N.Ireland police say officer's shooting 'terrorist-related'
Northern Ireland police said Friday the attempted murder of a senior off-duty officer was "terrorist-related", accusing the New IRA republican splinter group of the shooting.
Two men opened fire on Detective Chief Inspector John Caldwell on Wednesday while he coached children, including his son, in football in the town of Omagh in County Tyrone.
"John remains in hospital, where he is critically ill and heavily sedated," PSNI Chief Constable Simon Byrne told journalists.
"I can confirm that we are now treating it as terrorist-related and our primary line of inquiry is the New IRA," added Assistant Chief Constable Mark McEwan with the investigation focusing on the splinter group of the Irish Republican Army.
A fourth man aged 22 years was arrested on Friday after three aged 38, 45 and 47 were taken into police custody on Thursday.
Police in Northern Ireland are the target of sporadic attacks that were once common in the region, which was plagued by decades of sectarian violence before the signing of 1998 peace accords.
The New IRA has admitted responsibility for two attacks in recent years.
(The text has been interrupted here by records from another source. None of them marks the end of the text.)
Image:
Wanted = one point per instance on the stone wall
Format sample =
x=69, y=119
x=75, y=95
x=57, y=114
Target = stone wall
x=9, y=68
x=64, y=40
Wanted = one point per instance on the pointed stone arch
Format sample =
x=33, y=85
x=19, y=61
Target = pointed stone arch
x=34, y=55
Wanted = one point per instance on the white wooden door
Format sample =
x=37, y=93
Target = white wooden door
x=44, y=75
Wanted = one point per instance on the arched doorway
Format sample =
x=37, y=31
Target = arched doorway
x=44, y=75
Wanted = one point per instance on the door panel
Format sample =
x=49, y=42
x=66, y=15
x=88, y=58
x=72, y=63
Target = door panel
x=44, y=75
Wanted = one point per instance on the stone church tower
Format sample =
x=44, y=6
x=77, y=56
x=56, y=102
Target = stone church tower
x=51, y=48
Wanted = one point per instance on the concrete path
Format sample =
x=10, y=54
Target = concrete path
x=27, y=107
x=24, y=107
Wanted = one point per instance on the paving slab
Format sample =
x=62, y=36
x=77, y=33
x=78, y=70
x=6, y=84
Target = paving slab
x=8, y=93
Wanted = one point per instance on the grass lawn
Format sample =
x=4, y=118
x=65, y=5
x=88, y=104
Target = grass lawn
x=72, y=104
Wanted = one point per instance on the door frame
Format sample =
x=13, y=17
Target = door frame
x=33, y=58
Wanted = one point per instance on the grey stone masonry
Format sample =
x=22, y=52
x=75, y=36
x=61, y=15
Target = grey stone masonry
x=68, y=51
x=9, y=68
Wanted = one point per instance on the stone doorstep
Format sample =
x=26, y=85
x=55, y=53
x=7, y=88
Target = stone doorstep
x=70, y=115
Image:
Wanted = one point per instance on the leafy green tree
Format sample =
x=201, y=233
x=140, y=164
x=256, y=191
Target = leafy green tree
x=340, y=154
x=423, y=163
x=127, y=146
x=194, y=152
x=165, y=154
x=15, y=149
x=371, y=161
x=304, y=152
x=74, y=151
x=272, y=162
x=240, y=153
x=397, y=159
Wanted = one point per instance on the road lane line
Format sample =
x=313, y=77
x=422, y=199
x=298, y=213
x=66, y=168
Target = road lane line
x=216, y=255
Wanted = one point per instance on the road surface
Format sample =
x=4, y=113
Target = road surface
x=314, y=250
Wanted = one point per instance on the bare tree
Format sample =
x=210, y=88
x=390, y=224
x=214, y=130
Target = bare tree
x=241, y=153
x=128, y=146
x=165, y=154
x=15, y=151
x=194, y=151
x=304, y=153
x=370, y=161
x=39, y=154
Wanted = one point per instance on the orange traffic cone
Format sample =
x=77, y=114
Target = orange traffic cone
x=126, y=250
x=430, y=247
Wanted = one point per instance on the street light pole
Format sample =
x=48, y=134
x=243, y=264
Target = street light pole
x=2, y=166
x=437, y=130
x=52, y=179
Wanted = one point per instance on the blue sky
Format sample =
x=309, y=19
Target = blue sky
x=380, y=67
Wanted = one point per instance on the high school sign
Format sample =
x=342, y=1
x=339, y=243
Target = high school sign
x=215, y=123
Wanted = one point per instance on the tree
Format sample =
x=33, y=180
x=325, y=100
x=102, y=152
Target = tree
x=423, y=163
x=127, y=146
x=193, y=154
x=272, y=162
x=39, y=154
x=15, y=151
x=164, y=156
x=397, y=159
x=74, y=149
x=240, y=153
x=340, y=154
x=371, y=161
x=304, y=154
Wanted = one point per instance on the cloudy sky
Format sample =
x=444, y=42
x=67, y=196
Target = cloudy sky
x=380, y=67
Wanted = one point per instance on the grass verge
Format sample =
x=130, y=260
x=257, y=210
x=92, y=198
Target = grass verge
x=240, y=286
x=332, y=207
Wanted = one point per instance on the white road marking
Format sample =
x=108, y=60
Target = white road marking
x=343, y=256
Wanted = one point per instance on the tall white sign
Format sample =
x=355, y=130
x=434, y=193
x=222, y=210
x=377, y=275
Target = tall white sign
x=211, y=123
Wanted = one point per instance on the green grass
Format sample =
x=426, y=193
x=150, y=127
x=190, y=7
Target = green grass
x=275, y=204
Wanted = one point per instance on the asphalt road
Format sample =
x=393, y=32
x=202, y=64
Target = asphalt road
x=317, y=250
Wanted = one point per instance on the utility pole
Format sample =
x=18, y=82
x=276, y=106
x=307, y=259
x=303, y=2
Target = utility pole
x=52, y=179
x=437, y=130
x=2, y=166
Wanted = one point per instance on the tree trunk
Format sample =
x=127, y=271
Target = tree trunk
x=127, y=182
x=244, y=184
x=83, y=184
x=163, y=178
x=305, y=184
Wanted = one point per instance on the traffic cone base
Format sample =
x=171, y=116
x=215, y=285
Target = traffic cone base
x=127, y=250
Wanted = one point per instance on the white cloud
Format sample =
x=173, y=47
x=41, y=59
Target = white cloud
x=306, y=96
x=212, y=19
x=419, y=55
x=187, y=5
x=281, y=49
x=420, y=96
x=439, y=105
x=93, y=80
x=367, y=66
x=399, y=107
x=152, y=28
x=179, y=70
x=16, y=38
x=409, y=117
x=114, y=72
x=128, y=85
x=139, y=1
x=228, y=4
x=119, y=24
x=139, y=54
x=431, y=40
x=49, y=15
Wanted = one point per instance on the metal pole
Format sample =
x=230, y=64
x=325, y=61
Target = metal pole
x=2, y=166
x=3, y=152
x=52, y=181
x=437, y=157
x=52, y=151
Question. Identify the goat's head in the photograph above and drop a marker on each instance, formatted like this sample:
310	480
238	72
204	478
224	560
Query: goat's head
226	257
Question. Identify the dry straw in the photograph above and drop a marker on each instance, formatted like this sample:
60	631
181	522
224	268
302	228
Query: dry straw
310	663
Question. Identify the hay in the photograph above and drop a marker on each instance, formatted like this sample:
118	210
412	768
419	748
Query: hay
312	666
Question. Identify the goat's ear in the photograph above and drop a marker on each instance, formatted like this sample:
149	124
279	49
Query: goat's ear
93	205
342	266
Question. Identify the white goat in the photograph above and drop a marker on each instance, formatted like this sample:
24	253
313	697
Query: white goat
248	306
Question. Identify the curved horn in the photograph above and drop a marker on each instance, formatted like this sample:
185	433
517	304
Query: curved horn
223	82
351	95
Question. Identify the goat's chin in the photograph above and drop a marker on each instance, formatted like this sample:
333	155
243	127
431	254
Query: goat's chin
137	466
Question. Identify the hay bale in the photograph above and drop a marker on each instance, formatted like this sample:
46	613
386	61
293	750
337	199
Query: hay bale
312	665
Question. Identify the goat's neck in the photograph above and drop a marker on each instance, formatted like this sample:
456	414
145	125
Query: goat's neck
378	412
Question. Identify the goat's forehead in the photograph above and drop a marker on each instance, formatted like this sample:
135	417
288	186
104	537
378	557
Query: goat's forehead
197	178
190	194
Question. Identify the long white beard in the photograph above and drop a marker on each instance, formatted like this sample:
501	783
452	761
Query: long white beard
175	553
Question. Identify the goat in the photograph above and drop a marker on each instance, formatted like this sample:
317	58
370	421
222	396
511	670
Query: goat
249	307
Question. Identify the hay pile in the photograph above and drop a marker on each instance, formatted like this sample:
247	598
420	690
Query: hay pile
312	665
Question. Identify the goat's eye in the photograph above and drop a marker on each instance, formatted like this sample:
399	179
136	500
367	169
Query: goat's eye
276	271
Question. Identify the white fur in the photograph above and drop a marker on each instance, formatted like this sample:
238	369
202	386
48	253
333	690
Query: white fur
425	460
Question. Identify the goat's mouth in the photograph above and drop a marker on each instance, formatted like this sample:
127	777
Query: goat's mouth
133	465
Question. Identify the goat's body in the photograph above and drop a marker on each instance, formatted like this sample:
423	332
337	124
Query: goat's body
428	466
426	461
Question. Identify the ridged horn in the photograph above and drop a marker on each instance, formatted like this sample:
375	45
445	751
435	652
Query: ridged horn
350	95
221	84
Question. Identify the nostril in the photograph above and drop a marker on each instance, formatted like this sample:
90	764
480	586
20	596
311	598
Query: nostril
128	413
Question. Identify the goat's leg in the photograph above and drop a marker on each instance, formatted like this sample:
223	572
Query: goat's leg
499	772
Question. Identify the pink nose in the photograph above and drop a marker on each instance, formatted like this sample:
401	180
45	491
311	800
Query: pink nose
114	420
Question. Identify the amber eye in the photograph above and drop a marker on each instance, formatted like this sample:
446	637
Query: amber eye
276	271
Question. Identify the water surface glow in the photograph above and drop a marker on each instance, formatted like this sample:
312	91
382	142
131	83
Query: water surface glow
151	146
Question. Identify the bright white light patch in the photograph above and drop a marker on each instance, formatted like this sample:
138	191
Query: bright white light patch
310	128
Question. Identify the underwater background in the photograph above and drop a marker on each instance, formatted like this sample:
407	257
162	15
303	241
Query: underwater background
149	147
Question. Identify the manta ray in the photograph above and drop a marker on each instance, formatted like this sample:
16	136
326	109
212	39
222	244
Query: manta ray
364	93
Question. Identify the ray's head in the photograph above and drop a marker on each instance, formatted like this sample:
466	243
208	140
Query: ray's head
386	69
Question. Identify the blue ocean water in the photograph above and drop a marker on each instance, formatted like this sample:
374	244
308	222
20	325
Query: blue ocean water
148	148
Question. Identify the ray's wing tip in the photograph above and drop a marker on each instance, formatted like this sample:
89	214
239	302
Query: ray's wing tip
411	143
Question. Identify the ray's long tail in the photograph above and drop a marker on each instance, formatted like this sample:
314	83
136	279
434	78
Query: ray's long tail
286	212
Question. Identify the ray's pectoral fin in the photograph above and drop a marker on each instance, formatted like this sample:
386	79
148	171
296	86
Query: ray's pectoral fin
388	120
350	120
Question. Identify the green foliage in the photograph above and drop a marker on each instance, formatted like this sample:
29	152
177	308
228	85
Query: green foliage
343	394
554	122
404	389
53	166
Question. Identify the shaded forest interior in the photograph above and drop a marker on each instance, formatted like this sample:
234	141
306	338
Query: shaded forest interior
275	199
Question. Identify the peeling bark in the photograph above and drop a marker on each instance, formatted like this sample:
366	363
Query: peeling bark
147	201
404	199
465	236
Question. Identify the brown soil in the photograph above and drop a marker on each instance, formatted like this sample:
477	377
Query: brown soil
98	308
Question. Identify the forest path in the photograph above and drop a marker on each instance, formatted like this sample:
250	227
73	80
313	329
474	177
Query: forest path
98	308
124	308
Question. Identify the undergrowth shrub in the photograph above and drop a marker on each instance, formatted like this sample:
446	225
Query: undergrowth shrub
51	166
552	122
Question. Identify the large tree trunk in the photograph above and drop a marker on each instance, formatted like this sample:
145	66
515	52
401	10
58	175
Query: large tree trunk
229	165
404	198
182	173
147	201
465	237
In April 2021, a bomb was planted under a policewoman's car in front of her home.
On Friday, Sinn Fein's deputy leader Michelle O'Neill described the attempted murder of Caldwell, a high-profile officer who has led major investigations, as "an attack on all of us, this is an attack on our community.
"I think that the most powerful message that we, as political leaders (can do, is) to stand with the chief constable today, to stand with the police service and say, this is not good enough," she added.
Tensions are running high in the province after unionists loyal to the UK collapsed its power-sharing government to protest post-Brexit trading rules. They say these rules are distancing Northern Ireland from the rest of the UK.